PENGUEN’in ATATÜRK Esprisi

Malezya, Türkiye hakkında ne düşünüyor acaba? Türk haber bültenlerini seyrettikçe haklarında söylenilenleri, yapılan yorumları duydukça gücenmiyorlar mı? Onlar da bizim aksimize “Malezya, Türkiye olabilir mi?” diye tartışmalar yapıp “Ah keşke” diye iç geçirmiyorlar mı? Neredeyse bütün köşe yazarlarının yerden yere vurduğu bu ülke, bütün bu yazılıp çizilenlere karşılık neden protestoda bulunmuyor ya da bunları savaş sebebi saymıyor :) Düşünsenize İsviçre’de ya da Fransa’da “Biz Türkiye gibi olur muyuz?” korkusu yaşandığını ve bütün aydın kesimin bununla yatıp kalktığını.

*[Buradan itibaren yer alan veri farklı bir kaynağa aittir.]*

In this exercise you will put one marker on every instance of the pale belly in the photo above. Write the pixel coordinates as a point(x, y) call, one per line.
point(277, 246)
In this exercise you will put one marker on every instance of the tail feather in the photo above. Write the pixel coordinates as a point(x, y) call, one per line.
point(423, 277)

Söz Malezya’dan açıldı, çünkü özellikle giriş bunu gerektiriyordu. Son iki haftadır büyük keyif alarak okuduğum mizah dergisi PENGUEN‘in 4 Ekim’de piyasaya çıkan yeni sayısında gündemlik güncel bir espri vardı da altındaki imza bu hafif espriye malzeme edilemeyecek kadar ağır bir isimdi. Derginin 3. sayfasındaki “Okuma Parçası” başlıklı bölümde adı soyadı küçük harflerle yazılmış Mustafa Kemal Atatürk, Türkiye’nin haftalardır tartıştığı konuda bakın ne demiş: “ben size malezya olamazsınız demedim, adam olamazsınız dedim

Espiri güncel… Ama her önüne gelen her istediği cümlenin altına Atatürk’ün adını yazabilir mi? Üstelik -format gereği bile olsa- bu özel ismin baş harflerini küçük temel harflerle işleyebilir mi? Bu, Atatürk adına espri yapmak mıdır, Atatürk’ü kullanmak mıdır, yoksa tamamen masumane bir “espri olsun işte” midir? PENGUEN bütün sayılarında gündemdeki her konuyu ti’ye alıp, altına da her seferinde küçük harflerle Mustafa Kemal Atatürk yazmaya devam etse… hatta PENGUEN yazarları “Atatürk’ün ağzından en güzel espriyi ben yazdım, ülkenin kötü gidişatı üzerine Atatürk’ü en iyi ben konuşturttum” diye birbirleriyle yarışa girmeye başlasa… Mahalle baskısı alsa yürüse, ders kitapları da Atatürk’e ait olmayan espri ve özdeyişlerle dolsa… Çok mu abarttım acaba. Yadırgadım da o yüzdendir. PENGUENciler mutlaka mantıklı bir açıklama yapacaktır bu konuda.

İMDAT, TEKNOLOJİ!

Her şey televizyonun başının altından çıktı. Evlere bir girdi, ne saygı kaldı ne sevgi. Baş köşeye kurulduğu yetmedi; kadını kocasına, kaynanayı gelinine karşı kışkırttı. “Hey sen çocuk!” dedi, “boş ver annenle babanın söylediklerini, benim sözümü dinle!”Cep telefonuyla konuştukça yalnızlaşmıyor muyuz? Cepten mesajlaştıkça yalnızlığa itilmiyor muyuz?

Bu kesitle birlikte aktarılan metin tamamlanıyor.